También Rufita González echó sus garbancitos fuera de la olla, disparándose sobre el tema de su «primo carnal» al enseñar a los de Peleches el gabinete que se le había dispuesto «en aquella pobreza», por si tenía a bien aceptarle cuando viniera, con el cariño con que había de serle ofrecido. De aquí pasó de un salto a los rumores públicos, a las bromas que a ella la daban amigos y conocidos, y a lo equivocados que andaban unos y otros en el supuesto. Fue largo el disparo y terminó de este modo:
—Lo que yo les digo: eso a los comparientes de Peleches, si acaso. Allí hay hermosura y elegancia y trigo por largo, ¡ja, ja, ja!... para tentar las codicias y los buenos gustos de un joven tan distinguido y tan hermoso como mi querido primo carnal... ¡Ja, ja, ja, jaaá!...
La canción aquella, por repetida y chabacana, puso colorada a Nieves y supo a rejalgar a su padre.
—¿Pero has notado qué tema el de esa chica?—díjole aquélla en cuanto pisaron los dos el suelo de la calle—. ¿Por qué le tiene?

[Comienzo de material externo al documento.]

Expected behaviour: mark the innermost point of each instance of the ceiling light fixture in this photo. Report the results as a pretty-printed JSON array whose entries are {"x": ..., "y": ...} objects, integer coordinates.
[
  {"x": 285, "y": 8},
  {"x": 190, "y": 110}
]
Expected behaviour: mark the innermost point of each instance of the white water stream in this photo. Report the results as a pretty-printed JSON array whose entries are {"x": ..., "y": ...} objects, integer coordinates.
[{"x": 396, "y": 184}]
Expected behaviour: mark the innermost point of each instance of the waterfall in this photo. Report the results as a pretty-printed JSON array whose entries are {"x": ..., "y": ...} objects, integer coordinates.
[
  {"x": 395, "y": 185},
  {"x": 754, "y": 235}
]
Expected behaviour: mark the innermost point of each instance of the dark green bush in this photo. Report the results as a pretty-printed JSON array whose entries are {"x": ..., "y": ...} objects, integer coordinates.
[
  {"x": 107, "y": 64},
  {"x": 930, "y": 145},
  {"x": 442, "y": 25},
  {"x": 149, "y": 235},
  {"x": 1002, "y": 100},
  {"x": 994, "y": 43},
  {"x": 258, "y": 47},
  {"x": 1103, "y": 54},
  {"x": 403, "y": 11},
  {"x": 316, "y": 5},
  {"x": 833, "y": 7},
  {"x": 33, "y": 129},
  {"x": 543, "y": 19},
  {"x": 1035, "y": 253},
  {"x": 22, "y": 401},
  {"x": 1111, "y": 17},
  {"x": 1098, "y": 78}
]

—Porque es una tarasca—respondió Bermúdez—, que se alampa por novio y quiere que le cuelguen ése.
—Y lo que supone de él... y de mí, ¿de dónde sale y por qué lo dice ella?

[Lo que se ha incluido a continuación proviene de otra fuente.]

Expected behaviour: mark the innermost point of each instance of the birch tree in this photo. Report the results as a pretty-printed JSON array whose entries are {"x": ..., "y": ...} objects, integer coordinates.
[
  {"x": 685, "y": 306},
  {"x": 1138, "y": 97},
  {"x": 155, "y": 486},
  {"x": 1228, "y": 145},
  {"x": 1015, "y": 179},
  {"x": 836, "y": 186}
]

—Esas cosas se suponen siempre por el público entre primos como vosotros, o las dan por supuestas y se las espetan a los interesados, con distintos fines, marimachos imprudentes como Rufita González.
Durante estas tareas, los de Peleches, antes de subir a casa, tomaban un respiro en la botica y echaban un párrafo con los boticarios sobre las gentes y las cosas recién vistas y pasadas.
—Enséñeme usted más acuarelas—decía a lo mejor Nieves a Leto—, o más dibujos.
Y Leto la complacía de muy buena gana; y con motivo de los dibujos o de las pinturas, otro párrafo mano a mano entre la sevillanita y el mozo farmacéutico, párrafo que a éste le sabía a gloria.